To these the New Testament is addressed; and its direct teachings, and its applications of Old Testament lessons, set forth the conditions upon which the church may aspire for joint-heirship with Jesus in His glorious Kingdom soon to be established. But, throughout the age, and even now, the advocates of ‘picture’ teaching have actually typed aside, or annulled, the preaching of the one true gospel,  and have substituted other gospels that are of purely human origin and guesswork, and to which the Lord and the apostles gave no testimony.


This discussion is not intended to convey the thought that there is nothing typical in the Old Testament; for that would be swinging to the other extreme. The tabernacle and its services were typical, and the Lord makes it very plain that this is so. Nearly the entire book of Hebrews substantiates this thought, having much to say concerning those ‘shadows of good things to come.’ As already noted, Adam, Abel, Noah, Abraham, Isaac, Moses, David, Namaan, etc. also Cain, Korah and Balaam are mentioned in the New Testament as being typical. The point is, let us not go beyond what the Scriptures clearly show to be typical in the lives of these characters.
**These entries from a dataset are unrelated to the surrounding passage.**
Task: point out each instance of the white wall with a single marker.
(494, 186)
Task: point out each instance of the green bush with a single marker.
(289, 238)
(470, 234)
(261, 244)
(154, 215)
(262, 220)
Let us, on the other hand, give even closer attention to the example of faithfulness given us by so many of the ancient worthies, and seek to profit by that example in being more faithful to our vows of consecration to the Lord. Let us also give closer heed to the warnings furnished by the historical accounts of those who, for one reason or another, and in one way or another, were faithful to the Lord.


Pastor Russell said (1910). ‘Bearing fruit does not consist in imagination and making of all sorts of types. I am sorry to see such a tendency of some to make types out of everything and to take their own minds as well as the minds of others from the more important things. I am afraid the adversary is behind some of this type-making. Stick to the types explained in the Scriptures.’


The inspired Scriptures are given for instruction in righteousness, for doctrine, for reproof, etc., and they are profitable for this. To follow the inspired Word implicitly is to remain sound in the faith; to give heed to fantastic interpretations which claim to be based upon the Word often leads one away from the ‘faith which was once delivered unto the saints,’ and into strenuous efforts in a ‘mighty work,’ whereunto God has not called, {Ro 10:2} and into a zeal but not according to knowledge.’Mt 7:22.


There is no better evidence of this than in the fact that many who rejoice din the glorious hope of the blessing of all the families of the earth through the ‘restitution of all things spoken by the mouth of all the holy prophets since the world began,’ are now basing their hope for filling the earth upon the fertility of the Jonadab class, having through their interpretations of Old Testament pictures, convinced themselves that very few of the millions of Adam’s children are to have a resurrection.


A few years ago, the author of ‘Harp’ (1921) said: ‘Unless mankind has a full and fair opportunity to be restored to the perfect condition enjoyed by father Adam in Eden, then the promises of God are meaningless.’ ‘The fact of Jesus’ resurrection is a guarantee that all shall have an opportunity for life’ (200 verses of Scriptures are then cited as promises. Page 331 of the ‘Harp’).


Even though this author once wrote, ‘Here again we must not let the type teach us something not plainly stated elsewhere,’ yet today the book is discarded, its truths repudiated, the world of mankind and the 200 verses of Scripture are actually ‘typed’ aside to make room for those who believe and publish a type ‘Fill The Earth.’